With the support of Emperor Anastasius I Dicorus, the Miaphysites ousted Flavian II in 512 and replaced him with their partisan Severus of Antioch. Of Philoxenus's part in the struggle we possess not too trustworthy accounts by hostile writers, such as Theophanes the Confessor and Theodorus Lector. We know that in 498 he was staying at Edessa; in or about 507, according to Theophanes, he was summoned by the emperor to Constantinople; and he finally presided at a synod at Sidon which was the means of procuring the replacement of Flavian by Severus. But the triumph was short-lived. Justin I, who succeeded Anastasius in 518 and adhered to the Chalcedonian creed, exiled Severus and Philoxenus in 519. Philoxenus was banished to Philippopolis in Thrace, and afterwards to Gangra in Paphlagonia, where he was murdered in 523.

== Writings ==
Apart from his redoubtable powers as a controversialist, Philoxenus is remembered as a scholar, an elegant writer, and an exponent of practical Christianity. Of the chief monument of his scholarship – the Philoxenian version of the Bible – only the Gospels and certain portions of Isaiah are known to survive (see William Wright, Syr. Lit., 14). It was an attempt to provide a more accurate rendering of the Septuagint than had hitherto existed in Syriac and obtained recognition among Syriac Miaphysites until superseded by the still more literal renderings of the Old Testament by Paul of Tella and of the New Testament by Thomas of Harkel (both in 616–617), of which the latter at least was based on the work of Philoxenus.
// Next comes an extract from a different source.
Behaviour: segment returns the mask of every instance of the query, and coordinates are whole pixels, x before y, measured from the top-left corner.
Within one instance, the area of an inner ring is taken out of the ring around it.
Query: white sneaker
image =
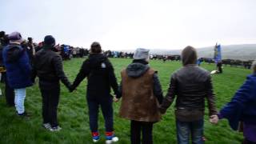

There are also extant portions of commentaries on the Gospels from his pen. Of the excellence of his style and of his practical religious zeal we are able to judge from the thirteen homilies on the Christian life and character which have been edited and translated by E. A. Wallis Budge (London, 1894). In these he holds aloof for the most part from theological controversy, and treats in an admirable tone and spirit the themes of faith, simplicity, the fear of God, poverty, greed, abstinence and unchastity. His affinity with his earlier countryman Aphrahat is manifest both in his choice of subjects and his manner of treatment. As his quotations from Scripture appear to be made from the Peshitta, he probably wrote the homilies before he embarked upon the Philoxenian version. Philoxenus wrote also many controversial works and some liturgical pieces. Many of his letters survive, and at least two have been edited. Several of his writings were translated into Arabic and Ethiopic.

== Themes ==

Philoxenus was a prolific writer whose works continue to influence Christian thought. For him, theology was not merely an intellectual pursuit but the essential path to divine knowledge. He regarded the struggle against heresy as no less important than the struggle against sin and saw it as a central aspect of asceticism.

== Legacy and veneration ==
Philoxenus of Mabbug is considered a champion of Miaphysitism and one of the most venerated saints in the Oriental Orthodox tradition. He is celebrated as a master of theology, poetry, and the sciences, and a significant contributor to the golden age of Syriac culture. The Syriac Heritage Project describes him as "a master of eloquence and a distinguished philologist. An outstanding person in intelligence, knowledge and deeds, he was also abstinent and God-fearing. His style was stately and lucid. He masterfully portrayed good manners and sublime Christian virtues, producing a book on the perfect life which contains much benefit and is written in an infinitely beautiful style."

His feast day in the Syriac Orthodox Church and Malankara Orthodox Syrian Church is on December 10, and his relics are interred in Midyat in the Syriac Orthodox cultural region of Tur Abdin (modern-day Turkey), where his veneration remains strong.

== Bibliography ==
- Bondi, Roberta C. (1976). "Three monophysite christologies: Severus of Antioch, Philoxenus of Mabbug and Jacob of Sarug"
- Michelson, David Allen (2014). "The Practical Christology of Philoxenos of Mabbug"
- Rajan, K. Mani (2007). "Martyrs, Saints & Prelates of The Syriac Orthodox Church"
- Dinno, Khalid S. (2017). "The Syrian Orthodox Christians in the Late Ottoman Period and Beyond: Crisis, Then Revival"
- Brock, Sebastian P. (1967). "Alphonse Mingana and the Letter of Philoxenus to Abu Afr"
- Meyendorff, John (1989). "Imperial unity and Christian divisions: The Church 450–680 A.D."